Saturday, 10 March 2018

"52: Write a Poem a Week. Start Now. Keep Going." by Jo Bell (Nine Arches Press, 2015)

A crowd-funded motivational course, with prompts and example poems from poets big and small. It can be done alone or (preferably) with a group. I'm trying it alone. I won't wait a week between poems, but I'll try to produce something (Flash or poetry) for most topics.

I think Jo Bell's a good thing for poetry, someone who can engage poets and non-poets. I like the no-nonsense opinions - "poets can be divided into those who are interested in poetry, and those who are only interested in their own poetry" (p.13); A poem is never actually about what it's about. You can write about the same thing on two different days, and get entirely different results" (p.29); "Sport: Personally I hate it. Yes all of it." (p.33); "Don't try to make it Mean Something." (p.102); "Beware sentimentality" (p.119); "nostalgia ... is a kind of poetic comfort eating" (p.133);

She knows that people might opt for easy options, so she offers extra challenges. E.g. re "High Street" - "Make this ... more than a list of shops, more than [a] lament for the days of the butcher, the baker, the candlestick maker. Celebrate the cornucopian delights of Aldi, the confessional privacy of the hairdresser. Be a child, a dog, a pigeon" (p.37)

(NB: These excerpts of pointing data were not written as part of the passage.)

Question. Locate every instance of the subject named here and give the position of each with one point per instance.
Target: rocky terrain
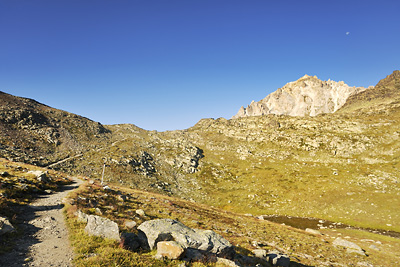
(341, 167)
(308, 96)
(35, 133)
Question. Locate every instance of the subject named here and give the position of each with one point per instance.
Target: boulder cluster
(174, 240)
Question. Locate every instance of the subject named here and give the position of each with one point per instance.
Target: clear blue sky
(165, 64)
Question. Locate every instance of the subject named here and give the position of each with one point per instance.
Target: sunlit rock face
(308, 96)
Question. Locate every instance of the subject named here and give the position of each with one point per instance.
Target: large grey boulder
(99, 226)
(154, 231)
(5, 226)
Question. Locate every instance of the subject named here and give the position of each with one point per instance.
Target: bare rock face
(154, 231)
(308, 96)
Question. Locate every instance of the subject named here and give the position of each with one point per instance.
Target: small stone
(103, 227)
(140, 212)
(4, 174)
(278, 259)
(227, 262)
(260, 253)
(5, 226)
(170, 249)
(130, 224)
(98, 211)
(312, 231)
(374, 247)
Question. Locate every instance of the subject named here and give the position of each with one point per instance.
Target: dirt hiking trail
(44, 241)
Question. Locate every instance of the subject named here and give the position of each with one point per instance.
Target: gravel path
(45, 237)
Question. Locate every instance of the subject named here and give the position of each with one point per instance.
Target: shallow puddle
(313, 223)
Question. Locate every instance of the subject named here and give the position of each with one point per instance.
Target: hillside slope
(342, 167)
(35, 133)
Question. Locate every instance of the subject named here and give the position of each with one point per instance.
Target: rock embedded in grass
(5, 226)
(154, 231)
(170, 249)
(99, 226)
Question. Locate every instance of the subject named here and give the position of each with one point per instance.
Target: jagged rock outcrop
(306, 96)
(152, 232)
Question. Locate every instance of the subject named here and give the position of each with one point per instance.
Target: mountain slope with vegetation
(341, 167)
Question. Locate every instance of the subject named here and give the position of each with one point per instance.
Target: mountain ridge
(307, 96)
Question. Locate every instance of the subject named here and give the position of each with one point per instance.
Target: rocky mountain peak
(307, 96)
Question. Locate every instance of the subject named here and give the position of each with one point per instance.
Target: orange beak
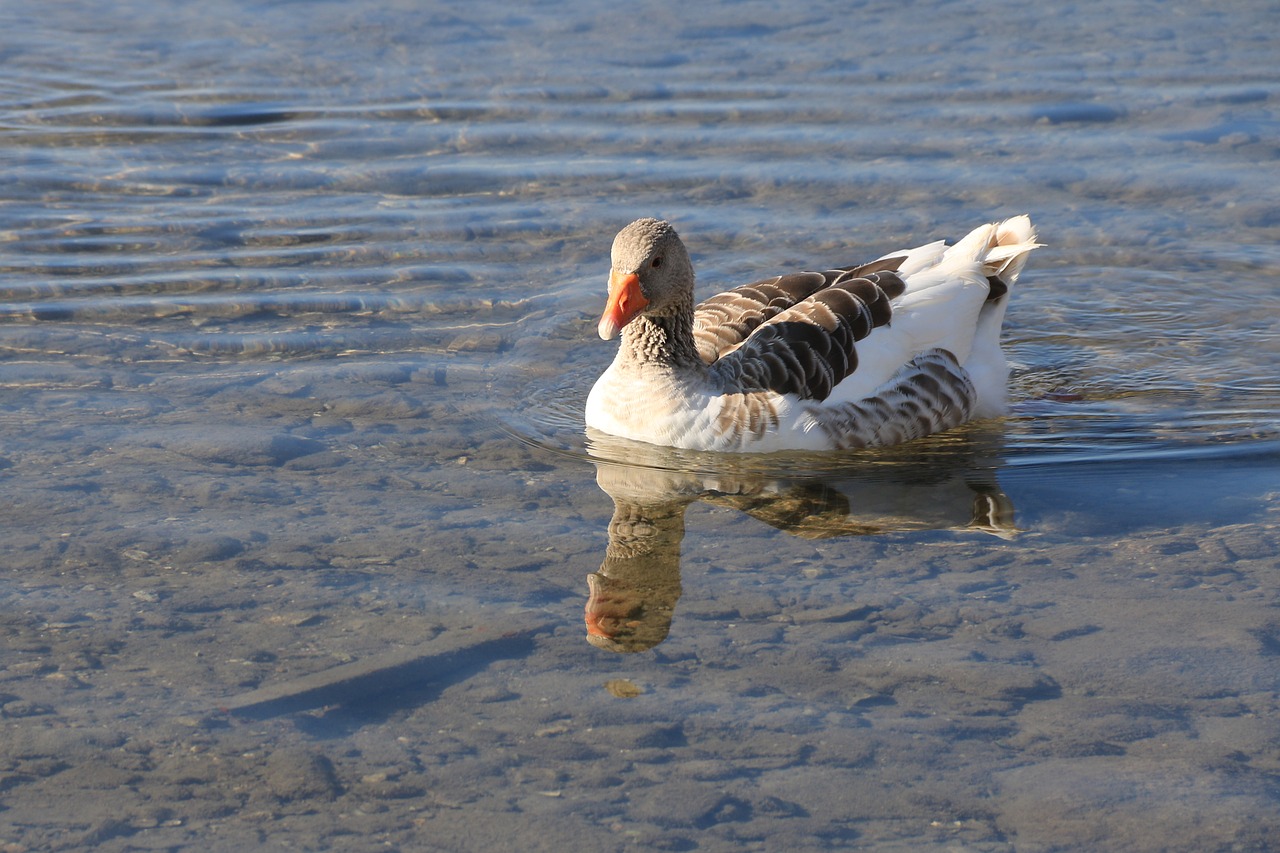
(625, 302)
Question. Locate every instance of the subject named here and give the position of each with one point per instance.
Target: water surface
(297, 310)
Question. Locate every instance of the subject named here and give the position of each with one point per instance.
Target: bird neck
(664, 340)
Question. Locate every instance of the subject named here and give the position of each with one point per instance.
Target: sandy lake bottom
(296, 323)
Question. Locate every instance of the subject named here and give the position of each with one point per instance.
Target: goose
(860, 356)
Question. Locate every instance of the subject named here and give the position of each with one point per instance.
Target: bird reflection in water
(942, 483)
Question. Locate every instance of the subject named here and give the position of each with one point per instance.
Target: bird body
(860, 356)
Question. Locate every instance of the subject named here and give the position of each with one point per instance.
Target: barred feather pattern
(931, 393)
(808, 349)
(727, 319)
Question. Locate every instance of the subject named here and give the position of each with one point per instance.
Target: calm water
(297, 308)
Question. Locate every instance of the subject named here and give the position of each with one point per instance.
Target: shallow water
(297, 310)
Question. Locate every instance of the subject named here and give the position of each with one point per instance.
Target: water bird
(860, 356)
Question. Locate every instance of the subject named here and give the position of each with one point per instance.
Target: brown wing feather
(808, 349)
(727, 319)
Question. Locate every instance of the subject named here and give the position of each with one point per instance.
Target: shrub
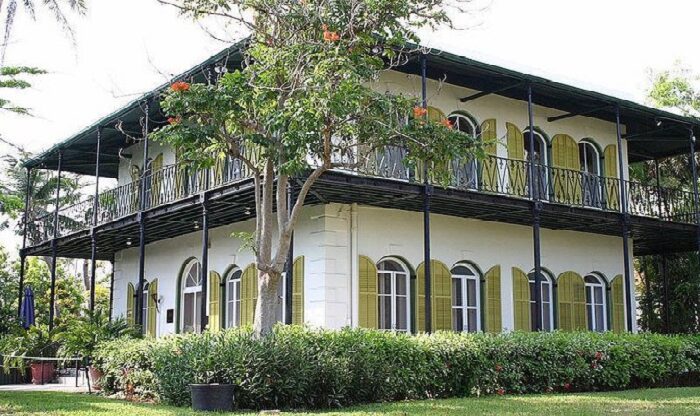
(296, 367)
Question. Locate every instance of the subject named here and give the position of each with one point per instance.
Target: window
(394, 305)
(539, 158)
(233, 298)
(589, 158)
(595, 303)
(547, 313)
(464, 172)
(144, 308)
(192, 297)
(465, 299)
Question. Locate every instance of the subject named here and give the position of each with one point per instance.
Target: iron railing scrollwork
(492, 175)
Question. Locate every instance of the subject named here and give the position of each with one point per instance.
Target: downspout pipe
(625, 222)
(536, 209)
(22, 256)
(427, 193)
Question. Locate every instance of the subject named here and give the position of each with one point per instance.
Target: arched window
(465, 298)
(464, 172)
(596, 309)
(547, 311)
(539, 158)
(144, 307)
(233, 298)
(394, 289)
(192, 297)
(589, 158)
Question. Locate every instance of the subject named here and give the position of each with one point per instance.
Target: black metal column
(694, 168)
(93, 230)
(138, 314)
(54, 242)
(289, 265)
(205, 261)
(536, 209)
(625, 222)
(111, 290)
(427, 193)
(22, 257)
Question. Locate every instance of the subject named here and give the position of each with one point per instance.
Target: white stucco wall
(332, 236)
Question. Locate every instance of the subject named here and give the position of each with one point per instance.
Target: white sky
(126, 47)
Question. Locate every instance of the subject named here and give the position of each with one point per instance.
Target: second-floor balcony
(493, 175)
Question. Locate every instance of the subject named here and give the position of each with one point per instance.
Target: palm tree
(58, 8)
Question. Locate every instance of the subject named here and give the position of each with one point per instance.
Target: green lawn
(678, 401)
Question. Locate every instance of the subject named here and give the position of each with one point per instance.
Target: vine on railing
(493, 175)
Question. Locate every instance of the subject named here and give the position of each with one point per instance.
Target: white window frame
(465, 308)
(233, 296)
(546, 284)
(194, 290)
(590, 290)
(394, 275)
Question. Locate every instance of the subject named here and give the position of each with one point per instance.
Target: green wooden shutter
(612, 184)
(249, 294)
(521, 300)
(489, 166)
(152, 308)
(368, 314)
(492, 280)
(617, 295)
(156, 179)
(571, 296)
(130, 304)
(517, 177)
(567, 173)
(298, 292)
(441, 305)
(214, 301)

The exercises mostly require delving into one's memories or being observant. Consequently language is largely referential. Though there's encouragement use particulars, and to be individualistic regarding content, the starting points are common to all readers. Self-criticism and checking if one's work is to much like that of others is deferred. In the final section she lays her cards on the table - "You don't need a prompt: just look at the world around you. ... The value of poetry is surely to share experience, precisely and with impact, so that reader and writer can connect ... It is communication, on the level of emotion ... Your job as a poet is to be wholly human, alive to the world around you, and to share your findings" (p.164).

I think some grouchy people may find the optimism off-putting - e.g. the first section ends with "Turn over a new leaf and begin. Everything is going to be amazing" (p.15), which tempts me to reply with a Larkinesque "Bah humbug".

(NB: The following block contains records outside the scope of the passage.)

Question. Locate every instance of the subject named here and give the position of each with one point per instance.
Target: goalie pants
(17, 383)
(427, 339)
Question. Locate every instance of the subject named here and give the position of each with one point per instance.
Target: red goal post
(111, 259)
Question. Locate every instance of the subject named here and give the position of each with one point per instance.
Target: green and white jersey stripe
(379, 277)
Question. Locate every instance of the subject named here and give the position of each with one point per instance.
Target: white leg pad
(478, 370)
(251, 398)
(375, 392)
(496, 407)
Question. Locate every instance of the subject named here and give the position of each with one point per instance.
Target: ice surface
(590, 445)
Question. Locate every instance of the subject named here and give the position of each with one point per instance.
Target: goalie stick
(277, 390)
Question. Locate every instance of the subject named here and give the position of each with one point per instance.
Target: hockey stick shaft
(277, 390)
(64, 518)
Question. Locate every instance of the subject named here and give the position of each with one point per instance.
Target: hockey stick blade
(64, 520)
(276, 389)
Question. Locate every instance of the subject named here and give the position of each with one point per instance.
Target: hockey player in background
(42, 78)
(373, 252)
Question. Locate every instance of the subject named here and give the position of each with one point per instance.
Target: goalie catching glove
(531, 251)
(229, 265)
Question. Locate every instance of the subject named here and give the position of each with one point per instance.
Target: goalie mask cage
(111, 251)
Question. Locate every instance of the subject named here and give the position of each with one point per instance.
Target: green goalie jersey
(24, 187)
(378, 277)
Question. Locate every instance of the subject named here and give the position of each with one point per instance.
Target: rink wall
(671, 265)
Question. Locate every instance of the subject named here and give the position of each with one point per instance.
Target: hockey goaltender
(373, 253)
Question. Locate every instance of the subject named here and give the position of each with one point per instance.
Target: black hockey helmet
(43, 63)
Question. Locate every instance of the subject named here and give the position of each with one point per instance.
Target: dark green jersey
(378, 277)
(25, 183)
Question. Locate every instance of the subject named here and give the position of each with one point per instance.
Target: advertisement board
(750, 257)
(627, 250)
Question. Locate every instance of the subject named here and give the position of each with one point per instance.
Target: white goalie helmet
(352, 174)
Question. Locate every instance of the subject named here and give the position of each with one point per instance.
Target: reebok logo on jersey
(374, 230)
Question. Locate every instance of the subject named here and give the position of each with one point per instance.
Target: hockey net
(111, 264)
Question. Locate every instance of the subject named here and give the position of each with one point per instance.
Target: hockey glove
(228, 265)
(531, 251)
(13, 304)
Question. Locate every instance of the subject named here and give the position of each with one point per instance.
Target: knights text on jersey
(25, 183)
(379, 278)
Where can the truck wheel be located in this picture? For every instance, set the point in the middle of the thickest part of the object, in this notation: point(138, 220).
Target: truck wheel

The success of the book partly depends on the reader responding to unanalysed poems. Beginners might not find this easy, either with poems that are centuries old, or newer ones. Why does the first line of the first poem end at "heavy"? Why is it broken into triplets? Why does the poem on p.120 use ampersands? Wouldn't "If In America" be better without the "If"s? What's Claire Crowther's poem about? There's a temptation for people to slavishly imitate poems they don't understand. Perhaps a few notes about the difficult poems might have helped. On the plus side, the sample poems vary in difficulty - readers can reject what they don't find useful.

If one didn't know beforehand which section a poem was in, it would be difficult to guess, but I suspect that also applies to the poems produced by the prompts - they're likely to wonder off-topic.

I'm hopeless at doing writing workshop exercises. With this book I was able to give myself a few days for each theme's ideas to accumulate. Even so, I couldn't do anything with the suggestion that I should write from an animal's PoV, using Ted Hughes and The Windhover as inspiration. I had trouble with Sport too. In the end I came out with more poems and more Flash than I'd otherwise have produced, so I'm glad I read it.

Other reviews

  • Goodreads (oh, big mistake. This was not my book. I expected it to be for beginners but I couldn't have been more wrong. Intimidating as hell, and I don't like most of the poems in the book. - Emma Sea)

2 comments:

  1. Dear Tim

    I agree that Jo Bell's a good thing for poetry and, by the way, what's wrong with using ampersands? I recently read a Sunday Times interview with Wendy Cope and her first quote was: 'There's so much nastiness in the poetry world.'

    Best wishes from Simon R Gladdish

    ReplyDelete
  2. I can imagine newbies being baffled by the ampersands, wondering if they're part of the mystique of poetry that they might as well copy.